Okay I am really trying to deal with this all. This stitch is weird. H went to take Devin back to his mom's house last night and was gone for two and a half hours...he said that he drove around to think. He then said that he wants to work on the M but at the same time he wants to move forward and not have things thrown in his face.(Hello...I havent done that...I am trying to be supportive and its hard) H had to leave at 330am for work and I spoke to him at about 5am and he sounded bummed. H said he was having another bad day(he probably had a lot of time to think on his long drive)I try to be the supportive friend and let him know that we can work through this....but when I say it I really dont feel it in my heart. I was willing to work like this along time ago but in my heart I feel that we were separated so that he can find himself again and now he is going through all of the emotions. H got in the shower this morning and his phone was right next to the bed...I was tempted to look to see how long he talked to her during his drive to drop off stepson but then I told myself...Why???? so it can make me miserable.....I married to love not to be a detective. I dont want to wonder all of the time and worry....my doctor said that my body is so stressed out that my blood levels are crazy....Yikes!

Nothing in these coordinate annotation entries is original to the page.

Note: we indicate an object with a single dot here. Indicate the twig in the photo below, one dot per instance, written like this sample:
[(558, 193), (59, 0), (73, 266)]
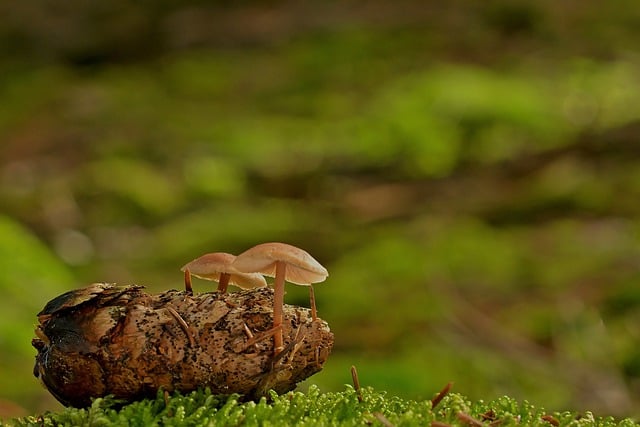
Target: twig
[(182, 324), (441, 395), (312, 298), (356, 382), (187, 281)]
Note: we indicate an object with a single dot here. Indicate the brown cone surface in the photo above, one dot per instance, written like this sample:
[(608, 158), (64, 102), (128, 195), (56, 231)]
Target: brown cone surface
[(107, 339)]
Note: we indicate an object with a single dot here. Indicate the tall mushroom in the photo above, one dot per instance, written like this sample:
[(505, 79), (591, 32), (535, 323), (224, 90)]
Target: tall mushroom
[(217, 266), (285, 263)]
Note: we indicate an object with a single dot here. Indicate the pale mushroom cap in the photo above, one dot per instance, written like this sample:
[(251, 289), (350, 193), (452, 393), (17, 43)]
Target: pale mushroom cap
[(302, 268), (211, 266)]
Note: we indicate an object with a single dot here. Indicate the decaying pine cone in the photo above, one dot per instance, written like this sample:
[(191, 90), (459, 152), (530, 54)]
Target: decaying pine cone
[(106, 339)]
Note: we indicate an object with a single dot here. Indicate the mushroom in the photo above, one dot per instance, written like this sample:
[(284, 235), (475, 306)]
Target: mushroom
[(285, 263), (217, 266)]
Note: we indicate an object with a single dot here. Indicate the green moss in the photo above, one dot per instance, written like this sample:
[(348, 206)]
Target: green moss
[(312, 408)]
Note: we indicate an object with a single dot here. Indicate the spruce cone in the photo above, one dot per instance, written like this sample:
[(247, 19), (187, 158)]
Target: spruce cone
[(106, 339)]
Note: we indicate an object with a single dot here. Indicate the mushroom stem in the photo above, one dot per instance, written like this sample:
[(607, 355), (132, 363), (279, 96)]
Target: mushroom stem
[(312, 300), (278, 305), (187, 281), (224, 282)]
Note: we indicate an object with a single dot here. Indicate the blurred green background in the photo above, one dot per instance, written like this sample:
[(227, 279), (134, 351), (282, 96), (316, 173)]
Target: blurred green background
[(468, 172)]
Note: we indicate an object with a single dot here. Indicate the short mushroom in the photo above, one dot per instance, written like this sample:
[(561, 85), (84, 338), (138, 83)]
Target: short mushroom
[(217, 266), (285, 263)]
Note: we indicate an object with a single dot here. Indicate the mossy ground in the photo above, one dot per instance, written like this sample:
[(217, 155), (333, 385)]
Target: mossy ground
[(314, 408)]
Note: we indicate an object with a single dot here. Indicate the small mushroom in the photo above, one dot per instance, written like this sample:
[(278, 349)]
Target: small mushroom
[(285, 263), (217, 266)]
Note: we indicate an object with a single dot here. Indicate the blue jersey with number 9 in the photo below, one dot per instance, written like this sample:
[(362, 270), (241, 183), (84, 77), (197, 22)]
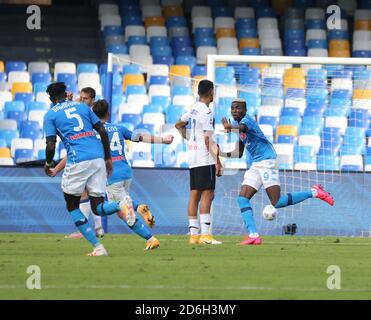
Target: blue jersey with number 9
[(73, 122)]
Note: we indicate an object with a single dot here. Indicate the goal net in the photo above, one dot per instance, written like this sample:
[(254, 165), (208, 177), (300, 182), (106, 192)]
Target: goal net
[(316, 112)]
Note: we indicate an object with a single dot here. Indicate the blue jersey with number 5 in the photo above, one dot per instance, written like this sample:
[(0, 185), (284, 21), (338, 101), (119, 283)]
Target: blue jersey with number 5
[(256, 142), (73, 122), (121, 168)]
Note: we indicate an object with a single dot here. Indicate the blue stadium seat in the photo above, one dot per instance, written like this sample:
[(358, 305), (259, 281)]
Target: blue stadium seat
[(317, 44), (222, 11), (331, 141), (25, 97), (154, 80), (176, 21), (186, 60), (163, 101), (205, 42), (328, 163), (141, 40), (18, 116), (312, 125), (290, 121), (23, 155), (36, 105), (315, 24), (131, 69), (173, 113), (250, 51), (135, 90), (152, 108), (362, 54), (273, 121), (2, 143), (118, 49), (168, 60), (183, 51), (178, 90), (199, 70), (113, 31), (286, 139), (291, 112), (3, 77), (135, 20), (67, 78), (15, 66), (87, 68), (14, 106), (225, 75), (162, 51), (159, 41), (134, 119), (359, 118), (338, 35), (41, 77), (8, 136), (245, 23), (147, 128), (247, 33), (304, 154)]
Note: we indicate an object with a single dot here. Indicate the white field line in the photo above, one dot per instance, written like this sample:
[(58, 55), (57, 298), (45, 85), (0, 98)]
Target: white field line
[(207, 288)]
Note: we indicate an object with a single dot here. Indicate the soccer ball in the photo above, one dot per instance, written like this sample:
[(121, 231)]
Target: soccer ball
[(269, 212)]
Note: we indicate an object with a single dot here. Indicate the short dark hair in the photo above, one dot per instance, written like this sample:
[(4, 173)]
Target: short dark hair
[(56, 91), (242, 102), (204, 87), (90, 91), (100, 108)]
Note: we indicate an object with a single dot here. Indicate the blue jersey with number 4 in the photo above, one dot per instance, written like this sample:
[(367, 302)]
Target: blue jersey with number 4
[(256, 142), (121, 168), (73, 122)]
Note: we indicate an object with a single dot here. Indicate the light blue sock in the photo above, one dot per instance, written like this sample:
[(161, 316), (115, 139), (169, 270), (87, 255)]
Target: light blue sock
[(107, 208), (83, 225), (293, 198), (247, 215), (135, 205)]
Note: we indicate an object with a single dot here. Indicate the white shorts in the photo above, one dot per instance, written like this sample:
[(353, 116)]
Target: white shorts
[(262, 173), (90, 175), (117, 191)]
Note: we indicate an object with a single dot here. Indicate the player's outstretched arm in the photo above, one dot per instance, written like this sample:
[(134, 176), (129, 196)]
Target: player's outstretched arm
[(50, 151), (236, 153), (99, 127), (147, 138)]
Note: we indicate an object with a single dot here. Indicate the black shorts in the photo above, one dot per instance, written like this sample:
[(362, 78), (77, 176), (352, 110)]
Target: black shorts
[(203, 178)]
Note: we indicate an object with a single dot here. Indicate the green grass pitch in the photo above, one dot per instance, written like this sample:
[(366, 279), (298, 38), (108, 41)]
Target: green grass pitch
[(282, 268)]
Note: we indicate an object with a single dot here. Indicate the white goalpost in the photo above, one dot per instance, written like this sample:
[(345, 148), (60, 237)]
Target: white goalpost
[(320, 106)]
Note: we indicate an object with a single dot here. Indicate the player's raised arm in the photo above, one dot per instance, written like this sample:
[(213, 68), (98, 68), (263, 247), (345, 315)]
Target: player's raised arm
[(99, 127), (147, 138)]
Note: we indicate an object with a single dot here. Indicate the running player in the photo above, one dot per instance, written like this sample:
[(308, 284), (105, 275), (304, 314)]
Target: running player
[(87, 96), (203, 163), (262, 171), (88, 159), (116, 190)]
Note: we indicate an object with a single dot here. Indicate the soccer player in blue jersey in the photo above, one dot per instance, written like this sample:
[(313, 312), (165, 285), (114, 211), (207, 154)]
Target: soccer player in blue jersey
[(116, 185), (88, 159), (263, 170)]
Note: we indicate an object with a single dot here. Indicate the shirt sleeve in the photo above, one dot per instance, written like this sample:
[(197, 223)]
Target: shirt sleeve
[(92, 116), (49, 126), (185, 117), (128, 135)]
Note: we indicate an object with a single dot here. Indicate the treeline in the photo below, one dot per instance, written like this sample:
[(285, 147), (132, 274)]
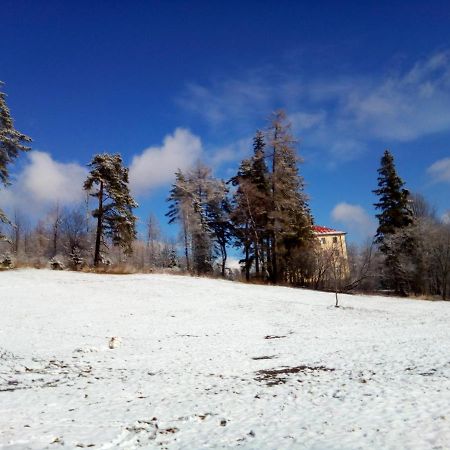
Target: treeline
[(262, 211)]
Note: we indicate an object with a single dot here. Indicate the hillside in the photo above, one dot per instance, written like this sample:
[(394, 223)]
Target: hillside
[(214, 364)]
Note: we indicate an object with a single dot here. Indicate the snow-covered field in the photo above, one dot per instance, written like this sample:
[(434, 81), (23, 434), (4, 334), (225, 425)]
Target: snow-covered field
[(215, 364)]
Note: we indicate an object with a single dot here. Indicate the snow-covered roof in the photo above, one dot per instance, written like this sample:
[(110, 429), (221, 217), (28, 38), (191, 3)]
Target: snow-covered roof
[(318, 229)]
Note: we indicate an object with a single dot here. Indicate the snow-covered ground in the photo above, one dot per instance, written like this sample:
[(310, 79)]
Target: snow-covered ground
[(215, 364)]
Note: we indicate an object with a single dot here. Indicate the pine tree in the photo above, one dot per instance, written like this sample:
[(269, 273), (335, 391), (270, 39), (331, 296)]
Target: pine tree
[(179, 211), (393, 200), (188, 199), (218, 219), (115, 219), (392, 237), (289, 216), (250, 205), (11, 143)]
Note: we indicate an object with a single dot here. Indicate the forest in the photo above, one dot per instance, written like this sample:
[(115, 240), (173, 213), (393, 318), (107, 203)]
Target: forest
[(262, 213)]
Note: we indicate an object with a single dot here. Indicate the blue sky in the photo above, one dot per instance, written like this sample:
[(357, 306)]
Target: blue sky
[(166, 83)]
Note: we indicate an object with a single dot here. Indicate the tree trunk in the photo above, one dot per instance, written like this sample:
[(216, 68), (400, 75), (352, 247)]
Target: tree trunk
[(98, 237), (224, 259)]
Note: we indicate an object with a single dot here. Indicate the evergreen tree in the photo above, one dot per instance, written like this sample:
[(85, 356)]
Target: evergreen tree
[(393, 200), (115, 219), (11, 143), (218, 219), (179, 211), (189, 198), (250, 206), (289, 216), (395, 216)]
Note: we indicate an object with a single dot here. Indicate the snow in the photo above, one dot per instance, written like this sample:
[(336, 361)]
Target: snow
[(186, 373)]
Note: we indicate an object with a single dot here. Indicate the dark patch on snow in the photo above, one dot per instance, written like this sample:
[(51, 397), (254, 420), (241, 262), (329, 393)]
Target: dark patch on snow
[(258, 358), (273, 377)]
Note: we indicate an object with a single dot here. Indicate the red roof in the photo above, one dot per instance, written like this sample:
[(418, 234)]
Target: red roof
[(323, 230)]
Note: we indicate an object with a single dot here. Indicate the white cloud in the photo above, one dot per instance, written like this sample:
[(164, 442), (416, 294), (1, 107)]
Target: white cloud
[(156, 166), (355, 218), (387, 107), (43, 182), (235, 151), (440, 170)]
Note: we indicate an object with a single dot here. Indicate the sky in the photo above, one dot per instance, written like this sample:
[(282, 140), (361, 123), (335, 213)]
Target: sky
[(167, 83)]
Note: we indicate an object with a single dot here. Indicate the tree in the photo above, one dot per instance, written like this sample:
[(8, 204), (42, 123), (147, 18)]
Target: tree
[(289, 217), (393, 200), (218, 219), (11, 143), (180, 211), (395, 215), (115, 219), (250, 205)]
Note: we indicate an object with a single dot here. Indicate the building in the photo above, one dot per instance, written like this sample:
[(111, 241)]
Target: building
[(331, 239)]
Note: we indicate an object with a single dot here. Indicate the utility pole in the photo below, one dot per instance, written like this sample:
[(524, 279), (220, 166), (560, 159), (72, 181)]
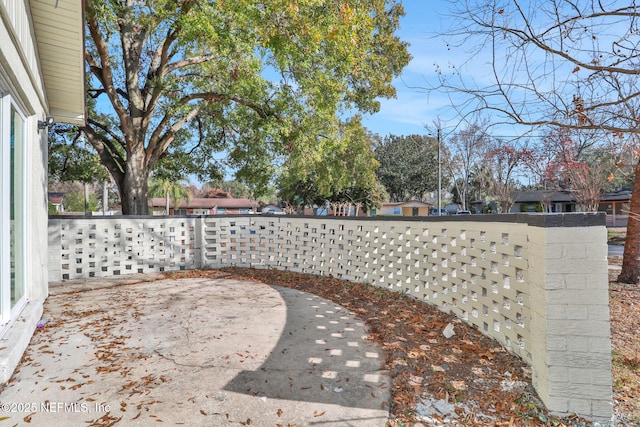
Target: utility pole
[(439, 176)]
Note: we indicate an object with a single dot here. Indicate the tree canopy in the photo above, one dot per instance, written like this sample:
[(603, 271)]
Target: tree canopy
[(561, 63), (408, 166), (256, 80)]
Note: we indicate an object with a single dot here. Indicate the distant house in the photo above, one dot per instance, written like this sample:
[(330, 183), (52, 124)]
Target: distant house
[(536, 201), (615, 204), (41, 82), (205, 206), (411, 208), (272, 210)]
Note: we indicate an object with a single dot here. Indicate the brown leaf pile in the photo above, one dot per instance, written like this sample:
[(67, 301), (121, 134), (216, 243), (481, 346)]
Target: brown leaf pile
[(486, 384)]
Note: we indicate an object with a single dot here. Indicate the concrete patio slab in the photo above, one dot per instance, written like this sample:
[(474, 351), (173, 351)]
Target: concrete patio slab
[(197, 352)]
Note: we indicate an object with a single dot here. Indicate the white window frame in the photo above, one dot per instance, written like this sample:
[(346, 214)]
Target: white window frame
[(8, 313)]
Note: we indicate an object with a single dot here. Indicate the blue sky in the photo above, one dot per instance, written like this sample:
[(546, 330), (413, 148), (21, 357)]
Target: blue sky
[(414, 108)]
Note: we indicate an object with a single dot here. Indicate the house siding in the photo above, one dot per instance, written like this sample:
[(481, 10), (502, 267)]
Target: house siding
[(22, 90)]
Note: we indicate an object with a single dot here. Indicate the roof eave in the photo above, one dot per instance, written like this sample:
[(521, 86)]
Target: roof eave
[(59, 29)]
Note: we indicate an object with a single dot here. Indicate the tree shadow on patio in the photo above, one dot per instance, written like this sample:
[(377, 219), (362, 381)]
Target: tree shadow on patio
[(323, 356)]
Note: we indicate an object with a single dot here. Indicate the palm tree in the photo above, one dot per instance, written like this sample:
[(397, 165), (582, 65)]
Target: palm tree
[(171, 191)]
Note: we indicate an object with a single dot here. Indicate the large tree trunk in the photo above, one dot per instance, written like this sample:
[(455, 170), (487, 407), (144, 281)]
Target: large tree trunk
[(631, 261), (134, 186)]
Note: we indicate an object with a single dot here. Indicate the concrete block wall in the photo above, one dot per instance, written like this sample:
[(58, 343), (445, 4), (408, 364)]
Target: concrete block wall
[(106, 246), (570, 319), (536, 283)]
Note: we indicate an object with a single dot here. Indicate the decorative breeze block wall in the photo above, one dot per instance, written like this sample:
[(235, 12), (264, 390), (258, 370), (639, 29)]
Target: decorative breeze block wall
[(536, 283), (99, 247)]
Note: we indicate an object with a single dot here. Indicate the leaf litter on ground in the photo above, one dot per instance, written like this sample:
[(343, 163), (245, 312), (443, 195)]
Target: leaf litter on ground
[(467, 379)]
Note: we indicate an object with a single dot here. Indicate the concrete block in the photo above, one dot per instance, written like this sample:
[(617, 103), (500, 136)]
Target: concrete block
[(602, 410), (579, 360), (578, 344), (576, 311)]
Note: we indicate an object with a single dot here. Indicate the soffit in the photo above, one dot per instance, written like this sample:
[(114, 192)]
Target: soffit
[(59, 26)]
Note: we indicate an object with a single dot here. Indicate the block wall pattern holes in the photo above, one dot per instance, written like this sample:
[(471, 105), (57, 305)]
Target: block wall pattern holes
[(98, 248), (477, 274), (507, 275)]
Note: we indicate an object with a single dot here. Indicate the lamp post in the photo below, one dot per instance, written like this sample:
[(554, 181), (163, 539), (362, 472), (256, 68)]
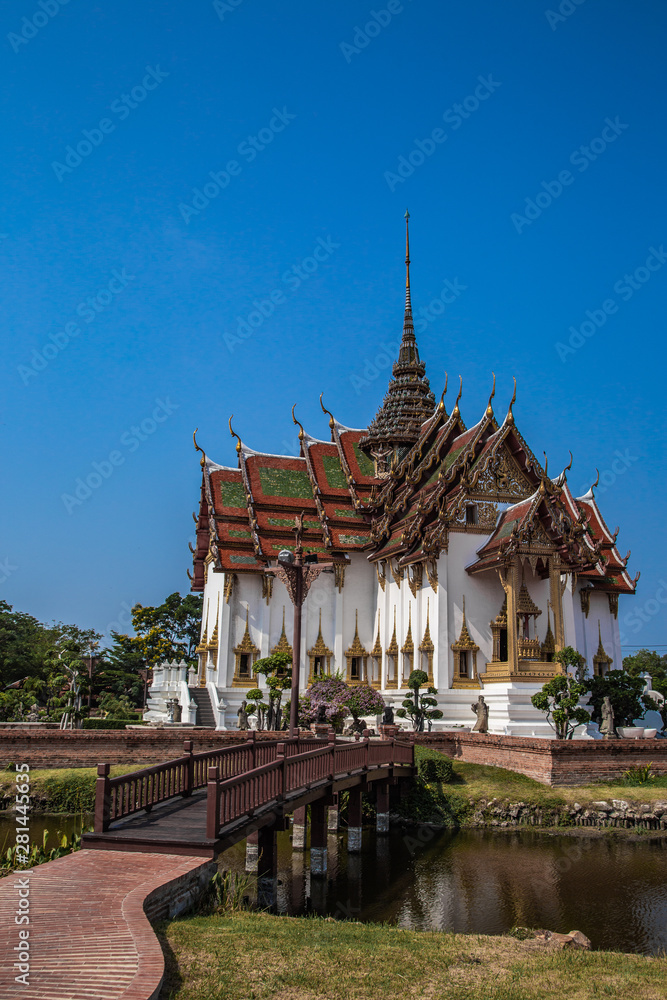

My whole point is... am I doing this supportive friend thing right? Should I be doing it? Can we get through this? Is it worth all of this?
I want to be loved for who I am. I want to be a supportive W but feel the emotions back. I want to be happy. I want affirmation and to hear the words "ILY".
I am not a nut case...I just need to know if I am doing things correctly in order to move forward and be happy.
Has anyone had a phone consultation? Was it worth it?